Pharmacokinetics and Metabolism of Delamanid, a Novel Anti-Tuberculosis Drug, in Animals and Humans: Importance of Albumin Metabolism In Vivo.
Article Details
- CitationCopy to clipboard
Sasahara K, Shimokawa Y, Hirao Y, Koyama N, Kitano K, Shibata M, Umehara K
Pharmacokinetics and Metabolism of Delamanid, a Novel Anti-Tuberculosis Drug, in Animals and Humans: Importance of Albumin Metabolism In Vivo.
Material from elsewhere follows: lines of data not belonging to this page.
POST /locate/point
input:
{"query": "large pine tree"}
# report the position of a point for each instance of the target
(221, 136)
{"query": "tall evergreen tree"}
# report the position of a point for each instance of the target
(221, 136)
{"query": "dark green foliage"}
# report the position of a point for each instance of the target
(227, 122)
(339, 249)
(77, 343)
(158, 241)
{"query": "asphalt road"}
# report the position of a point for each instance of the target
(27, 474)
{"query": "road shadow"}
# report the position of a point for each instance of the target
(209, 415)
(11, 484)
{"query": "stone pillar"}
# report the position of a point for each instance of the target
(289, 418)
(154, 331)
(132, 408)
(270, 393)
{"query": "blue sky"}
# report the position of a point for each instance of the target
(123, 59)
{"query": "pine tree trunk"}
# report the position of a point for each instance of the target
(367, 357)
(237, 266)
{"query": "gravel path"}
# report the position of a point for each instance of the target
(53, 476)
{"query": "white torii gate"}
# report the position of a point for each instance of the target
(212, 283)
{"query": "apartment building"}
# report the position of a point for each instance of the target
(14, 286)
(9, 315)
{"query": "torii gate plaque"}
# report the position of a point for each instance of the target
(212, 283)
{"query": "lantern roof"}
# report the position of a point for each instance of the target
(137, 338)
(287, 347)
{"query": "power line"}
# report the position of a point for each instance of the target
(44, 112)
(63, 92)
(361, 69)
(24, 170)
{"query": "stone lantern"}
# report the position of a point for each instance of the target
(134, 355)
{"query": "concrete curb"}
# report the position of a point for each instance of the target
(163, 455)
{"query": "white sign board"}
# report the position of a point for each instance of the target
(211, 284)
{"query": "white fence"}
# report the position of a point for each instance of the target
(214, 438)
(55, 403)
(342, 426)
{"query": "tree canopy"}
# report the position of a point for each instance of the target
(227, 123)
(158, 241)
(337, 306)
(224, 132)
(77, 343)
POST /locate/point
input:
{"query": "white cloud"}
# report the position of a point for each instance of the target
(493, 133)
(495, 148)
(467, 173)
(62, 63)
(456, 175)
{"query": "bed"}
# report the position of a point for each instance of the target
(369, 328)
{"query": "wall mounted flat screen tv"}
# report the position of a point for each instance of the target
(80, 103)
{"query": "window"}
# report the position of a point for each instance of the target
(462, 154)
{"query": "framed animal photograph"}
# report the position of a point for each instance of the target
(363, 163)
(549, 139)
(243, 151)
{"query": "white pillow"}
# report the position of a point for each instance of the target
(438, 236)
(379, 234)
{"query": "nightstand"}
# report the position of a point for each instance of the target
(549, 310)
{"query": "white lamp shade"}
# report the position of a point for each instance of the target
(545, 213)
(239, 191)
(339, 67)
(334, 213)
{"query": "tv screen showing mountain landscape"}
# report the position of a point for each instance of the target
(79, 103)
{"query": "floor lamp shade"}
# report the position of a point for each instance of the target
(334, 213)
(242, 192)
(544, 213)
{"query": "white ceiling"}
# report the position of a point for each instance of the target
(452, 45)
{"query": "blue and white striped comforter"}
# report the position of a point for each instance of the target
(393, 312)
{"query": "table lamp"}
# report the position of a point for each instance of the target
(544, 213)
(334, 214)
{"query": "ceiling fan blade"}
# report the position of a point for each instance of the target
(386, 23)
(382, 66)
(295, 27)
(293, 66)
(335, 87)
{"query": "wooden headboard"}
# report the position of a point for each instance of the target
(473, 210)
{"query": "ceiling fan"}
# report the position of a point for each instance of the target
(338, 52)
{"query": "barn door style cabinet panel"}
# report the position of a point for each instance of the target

Drug Metab Dispos. 2015 Aug;43(8):1267-76. doi: 10.1124/dmd.115.064527. Epub 2015 Jun 8.
- PubMed ID
- 26055620 [ View in PubMed]
- Abstract
Delamanid, a new anti-tuberculosis drug, is metabolized to M1, a unique metabolite formed by cleavage of the 6-nitro-2,3-dihydroimidazo[2,1-b] oxazole moiety, in plasma albumin in vitro. The metabolic activities in dogs and humans are higher than those in rodents. In this study, we characterized the pharmacokinetics and metabolism of delamanid in animals and humans. Eight metabolites (M1-M8) produced by cleavage of the imidazooxazole moiety of delamanid were identified in the plasma after repeated oral administration by liquid chromatography-mass spectrometry analysis. Delamanid was initially catalyzed to M1 and subsequently metabolized by three separate pathways, which suggested that M1 is a crucial starting point. The major pathway in humans was hydroxylation of the oxazole moiety of M1 to form M2 and then successive oxidation to the ketone form (M3) mainly by CYP3A4. M1 had the highest exposure among the eight metabolites after repeated oral dosing in humans, which indicated that M1 was the major metabolite. The overall metabolism of delamanid was qualitatively similar across nonclinical species and humans but was quantitatively different among the species. After repeated administration, the metabolites had much higher concentrations in dogs and humans than in rodents. The in vitro metabolic activity of albumin on delamanid probably caused the species differences observed. We determined that albumin metabolism is a key component of the pharmacokinetics and metabolism of delamanid. Nonhepatic formation of M1 and multiple separate pathways for metabolism of M1 suggest that clinically significant drug-drug interactions with delamanid and M1 are limited.